En 2023, les projets GMV en cours d’exécution ou clôturés financés par l’AFD dans les 11 pays ont permis à 1,5 million de personnes en situation de vulnérabilité d’être appuyées ; par ailleurs 906 000 exploitations agricoles familiales ont vu leurs performances économiques améliorées ou ont réuni les conditions pour y parvenir ; 8 millions d’hectares de terres ont bénéficié de programmes de gestion durable des ressources et/ou du foncier ; 607 600 exploitations agricoles familiales ont été accompagnées dans leur conversion vers des systèmes agroécologiques.
Comment l’AFD structure-t-elle son intervention pour maximiser l’impact des projets financés sur le terrain ?
L’AFD intervient à travers une approche concertée et partenariale pour identifier et préparer, avec ses partenaires, les projets financés en cherchant à maximiser l’impact sur le terrain au bénéfice des populations sahéliennes. Les projets financés soutiennent ainsi des ministères sectoriels (agriculture, élevage, environnement…) dans la mise en œuvre de leur politique et stratégie sectorielle convergente avec les ambitions de la GMV, mais également des collectivités territoriales, des organisations de la société civile, des organisations professionnelles agricoles et la recherche.
Au-delà des financements français, nous avons également cherché à mobiliser nos partenaires, comme l’Union européenne ou le Fonds international de développement agricole (Fida), pour financer ensemble des projets ambitieux.
Infographie : Grande muraille verte au Sahel : tout comprendre à l'initiative
À ce titre, l’AFD a alloué un nouveau financement en prêt de 75 millions d'euros au bénéfice du Nigéria pour cofinancer, avec le Fida, un programme sur les filières agricoles dans le nord du pays.
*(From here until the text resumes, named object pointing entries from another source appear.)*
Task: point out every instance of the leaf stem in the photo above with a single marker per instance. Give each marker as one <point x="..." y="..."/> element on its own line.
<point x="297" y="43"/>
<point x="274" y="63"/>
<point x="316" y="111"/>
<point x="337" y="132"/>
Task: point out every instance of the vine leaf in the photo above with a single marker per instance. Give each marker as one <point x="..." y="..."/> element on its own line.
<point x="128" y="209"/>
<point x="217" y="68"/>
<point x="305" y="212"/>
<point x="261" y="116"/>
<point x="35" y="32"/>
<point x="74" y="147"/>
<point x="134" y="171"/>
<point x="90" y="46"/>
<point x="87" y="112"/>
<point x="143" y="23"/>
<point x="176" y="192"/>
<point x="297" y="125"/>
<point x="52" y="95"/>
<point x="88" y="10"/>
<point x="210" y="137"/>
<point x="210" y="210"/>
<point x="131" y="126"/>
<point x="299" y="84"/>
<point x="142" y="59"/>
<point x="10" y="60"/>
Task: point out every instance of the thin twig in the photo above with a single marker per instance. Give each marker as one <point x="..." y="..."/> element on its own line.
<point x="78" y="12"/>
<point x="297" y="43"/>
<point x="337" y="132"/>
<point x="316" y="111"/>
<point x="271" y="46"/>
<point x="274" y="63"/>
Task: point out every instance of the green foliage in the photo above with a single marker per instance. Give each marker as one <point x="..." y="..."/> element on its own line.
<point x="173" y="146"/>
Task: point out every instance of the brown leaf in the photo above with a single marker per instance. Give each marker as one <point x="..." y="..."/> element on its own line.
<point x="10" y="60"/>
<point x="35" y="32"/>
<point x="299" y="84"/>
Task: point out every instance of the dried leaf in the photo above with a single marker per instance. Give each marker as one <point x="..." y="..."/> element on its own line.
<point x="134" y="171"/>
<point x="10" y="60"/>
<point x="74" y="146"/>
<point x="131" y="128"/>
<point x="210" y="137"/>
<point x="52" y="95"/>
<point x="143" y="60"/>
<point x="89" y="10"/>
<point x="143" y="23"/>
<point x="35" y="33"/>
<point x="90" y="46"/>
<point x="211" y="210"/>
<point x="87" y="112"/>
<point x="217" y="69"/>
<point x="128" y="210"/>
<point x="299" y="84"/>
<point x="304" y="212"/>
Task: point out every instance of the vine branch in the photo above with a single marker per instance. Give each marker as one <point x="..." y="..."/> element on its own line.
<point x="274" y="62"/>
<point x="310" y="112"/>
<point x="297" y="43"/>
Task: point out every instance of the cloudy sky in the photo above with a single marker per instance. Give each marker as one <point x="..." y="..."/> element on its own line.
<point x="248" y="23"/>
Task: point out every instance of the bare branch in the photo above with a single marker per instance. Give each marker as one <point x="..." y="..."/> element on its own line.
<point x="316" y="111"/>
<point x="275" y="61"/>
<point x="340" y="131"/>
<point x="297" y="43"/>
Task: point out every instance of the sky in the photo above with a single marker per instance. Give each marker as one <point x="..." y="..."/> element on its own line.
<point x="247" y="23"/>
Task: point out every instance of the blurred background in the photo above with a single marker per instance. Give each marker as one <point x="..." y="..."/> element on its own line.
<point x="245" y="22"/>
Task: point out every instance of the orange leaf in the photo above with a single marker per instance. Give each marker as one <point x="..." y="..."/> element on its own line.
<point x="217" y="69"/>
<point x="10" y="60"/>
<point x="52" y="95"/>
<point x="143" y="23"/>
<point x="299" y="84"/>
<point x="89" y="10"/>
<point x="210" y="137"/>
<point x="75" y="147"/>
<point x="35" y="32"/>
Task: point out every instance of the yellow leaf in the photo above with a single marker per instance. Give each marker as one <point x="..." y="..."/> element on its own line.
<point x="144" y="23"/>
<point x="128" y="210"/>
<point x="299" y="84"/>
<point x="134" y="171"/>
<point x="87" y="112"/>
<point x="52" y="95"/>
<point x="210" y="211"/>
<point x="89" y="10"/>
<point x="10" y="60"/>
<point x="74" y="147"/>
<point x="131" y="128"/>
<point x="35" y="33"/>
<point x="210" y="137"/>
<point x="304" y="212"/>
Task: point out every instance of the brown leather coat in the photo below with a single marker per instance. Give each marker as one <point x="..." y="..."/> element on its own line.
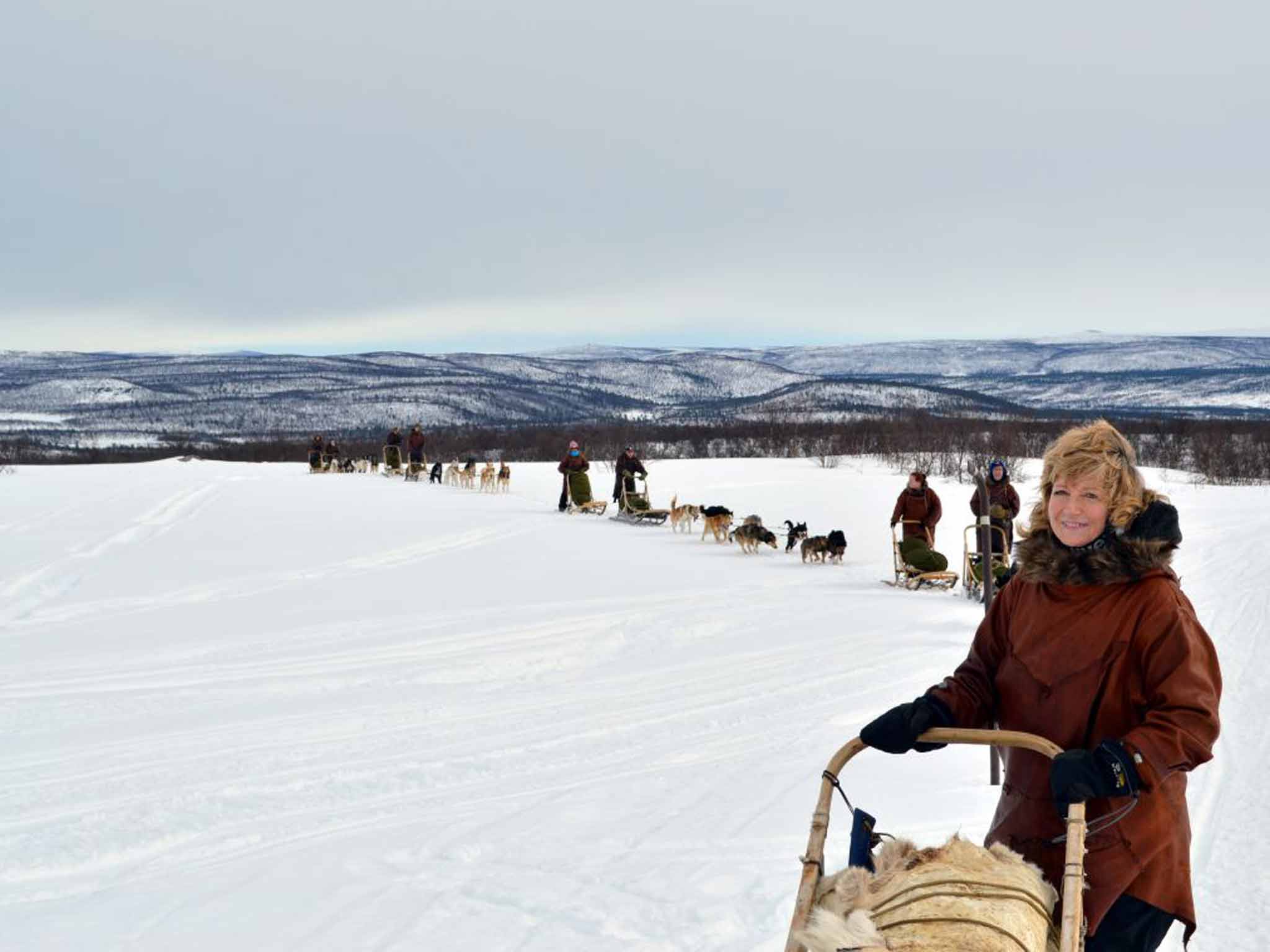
<point x="925" y="507"/>
<point x="1086" y="646"/>
<point x="574" y="464"/>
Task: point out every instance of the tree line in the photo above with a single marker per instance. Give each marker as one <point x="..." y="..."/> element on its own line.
<point x="1220" y="451"/>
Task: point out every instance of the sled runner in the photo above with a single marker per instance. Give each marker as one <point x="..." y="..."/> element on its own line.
<point x="972" y="560"/>
<point x="393" y="461"/>
<point x="911" y="576"/>
<point x="578" y="489"/>
<point x="636" y="508"/>
<point x="980" y="909"/>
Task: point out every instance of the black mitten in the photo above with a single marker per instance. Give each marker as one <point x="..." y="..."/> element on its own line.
<point x="1157" y="523"/>
<point x="897" y="730"/>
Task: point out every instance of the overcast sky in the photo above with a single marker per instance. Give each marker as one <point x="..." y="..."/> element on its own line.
<point x="333" y="177"/>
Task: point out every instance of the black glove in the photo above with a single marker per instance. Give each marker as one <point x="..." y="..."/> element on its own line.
<point x="897" y="730"/>
<point x="1157" y="522"/>
<point x="1106" y="771"/>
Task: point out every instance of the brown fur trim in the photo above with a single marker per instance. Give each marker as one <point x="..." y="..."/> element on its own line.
<point x="1043" y="559"/>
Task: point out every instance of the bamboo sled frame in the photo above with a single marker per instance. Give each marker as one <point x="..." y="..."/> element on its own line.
<point x="910" y="578"/>
<point x="974" y="589"/>
<point x="1071" y="937"/>
<point x="639" y="517"/>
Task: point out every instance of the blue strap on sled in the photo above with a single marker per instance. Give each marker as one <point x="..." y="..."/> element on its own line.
<point x="863" y="837"/>
<point x="861" y="840"/>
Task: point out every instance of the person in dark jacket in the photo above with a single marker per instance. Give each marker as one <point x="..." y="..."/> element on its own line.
<point x="1002" y="506"/>
<point x="918" y="508"/>
<point x="1094" y="646"/>
<point x="574" y="461"/>
<point x="393" y="448"/>
<point x="414" y="443"/>
<point x="626" y="467"/>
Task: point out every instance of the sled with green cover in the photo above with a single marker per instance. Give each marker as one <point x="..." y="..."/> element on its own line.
<point x="972" y="560"/>
<point x="913" y="576"/>
<point x="579" y="499"/>
<point x="634" y="507"/>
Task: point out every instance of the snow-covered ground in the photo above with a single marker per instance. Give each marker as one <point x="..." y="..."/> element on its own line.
<point x="243" y="707"/>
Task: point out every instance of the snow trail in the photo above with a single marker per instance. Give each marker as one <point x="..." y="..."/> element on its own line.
<point x="249" y="707"/>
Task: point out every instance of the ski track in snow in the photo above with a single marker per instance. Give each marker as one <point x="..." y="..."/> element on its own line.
<point x="251" y="708"/>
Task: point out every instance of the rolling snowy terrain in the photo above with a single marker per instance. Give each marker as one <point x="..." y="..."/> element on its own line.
<point x="246" y="707"/>
<point x="93" y="400"/>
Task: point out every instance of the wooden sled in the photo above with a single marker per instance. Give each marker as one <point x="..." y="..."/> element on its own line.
<point x="911" y="578"/>
<point x="634" y="508"/>
<point x="972" y="559"/>
<point x="596" y="507"/>
<point x="395" y="470"/>
<point x="1072" y="924"/>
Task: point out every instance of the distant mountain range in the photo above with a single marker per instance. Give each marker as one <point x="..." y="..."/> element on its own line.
<point x="107" y="399"/>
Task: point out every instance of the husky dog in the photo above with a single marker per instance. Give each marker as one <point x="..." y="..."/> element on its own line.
<point x="794" y="534"/>
<point x="837" y="541"/>
<point x="683" y="516"/>
<point x="718" y="521"/>
<point x="817" y="547"/>
<point x="751" y="535"/>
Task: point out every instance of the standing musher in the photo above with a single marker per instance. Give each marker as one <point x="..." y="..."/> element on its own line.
<point x="414" y="444"/>
<point x="574" y="462"/>
<point x="1094" y="646"/>
<point x="918" y="508"/>
<point x="626" y="467"/>
<point x="1003" y="506"/>
<point x="393" y="448"/>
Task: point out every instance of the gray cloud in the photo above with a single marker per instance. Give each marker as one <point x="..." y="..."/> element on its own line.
<point x="332" y="174"/>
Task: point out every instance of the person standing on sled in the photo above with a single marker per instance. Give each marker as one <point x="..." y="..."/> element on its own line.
<point x="626" y="466"/>
<point x="414" y="443"/>
<point x="918" y="508"/>
<point x="574" y="461"/>
<point x="1003" y="506"/>
<point x="1095" y="646"/>
<point x="393" y="454"/>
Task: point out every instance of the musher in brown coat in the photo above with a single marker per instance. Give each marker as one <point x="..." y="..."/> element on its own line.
<point x="626" y="466"/>
<point x="1003" y="505"/>
<point x="918" y="503"/>
<point x="414" y="443"/>
<point x="574" y="461"/>
<point x="1095" y="646"/>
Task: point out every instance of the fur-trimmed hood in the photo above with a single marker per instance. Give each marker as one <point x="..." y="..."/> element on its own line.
<point x="1147" y="547"/>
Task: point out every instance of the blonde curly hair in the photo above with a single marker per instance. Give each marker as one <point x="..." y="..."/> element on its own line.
<point x="1094" y="448"/>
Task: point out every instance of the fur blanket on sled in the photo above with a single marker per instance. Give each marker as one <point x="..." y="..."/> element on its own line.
<point x="949" y="899"/>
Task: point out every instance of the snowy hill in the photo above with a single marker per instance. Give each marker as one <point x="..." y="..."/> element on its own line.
<point x="106" y="399"/>
<point x="246" y="707"/>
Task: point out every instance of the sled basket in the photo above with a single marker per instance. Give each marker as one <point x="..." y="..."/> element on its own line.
<point x="928" y="909"/>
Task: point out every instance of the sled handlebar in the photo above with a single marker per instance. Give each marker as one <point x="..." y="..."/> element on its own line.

Ce projet d’un montant total de 145 millions d'euros a pour objectif d’améliorer la sécurité alimentaire et nutritionnelle et le revenu des ménages dans neuf États du nord du Nigéria grâce à un développement inclusif et durable des filières agricoles, vecteurs de la transformation rurale.
Pour atteindre les ambitions fixées d’ici 2030, il sera indispensable de décloisonner l’initiative de la GMV, de mobiliser l’ensemble des acteurs impliqués dans le développement des territoires ruraux sahéliens et de mettre les populations locales au cœur de la définition et de la mise en œuvre des stratégies de développement de ces territoires et de la gouvernance des terres et des ressources naturelles.
La Grande muraille verte pourrait-elle devenir une initiative continentale ? Quels seraient les freins, notamment financiers et institutionnels, mais aussi les opportunités stratégiques pour étendre ce modèle à d’autres régions vulnérables d’Afrique ?
Au-delà des 11 pays de la GMV, nous devons collectivement renforcer notre mobilisation pour soutenir, partout en Afrique, une transition et une intensification agroécologique permettant de répondre aux besoins alimentaires et nutritionnels des populations, y compris les plus vulnérables, de créer de l’emploi et de la valeur ajoutée sur les territoires ruraux, d’éviter la dégradation des terres et de préserver les écosystèmes. Des politiques publiques ambitieuses et des investissements publics conséquents, entre autres via les banques publiques agricoles, sont pour cela nécessaires.
Le groupe AFD est déjà mobilisé au-delà des pays de la GMV pour soutenir l’intégration des enjeux nature dans les filières productives et améliorer la gouvernance des terres et des ressources agro-sylvo-pastorales au bénéfice des économies locales et pour des territoires ruraux apaisés. C’est en ce sens que nous avons récemment apporté notre soutien à la déclaration de haut niveau Nouakchott+10 sur le développement des élevages et la sécurisation des systèmes pastoraux en Afrique de l’Ouest et au Sahel.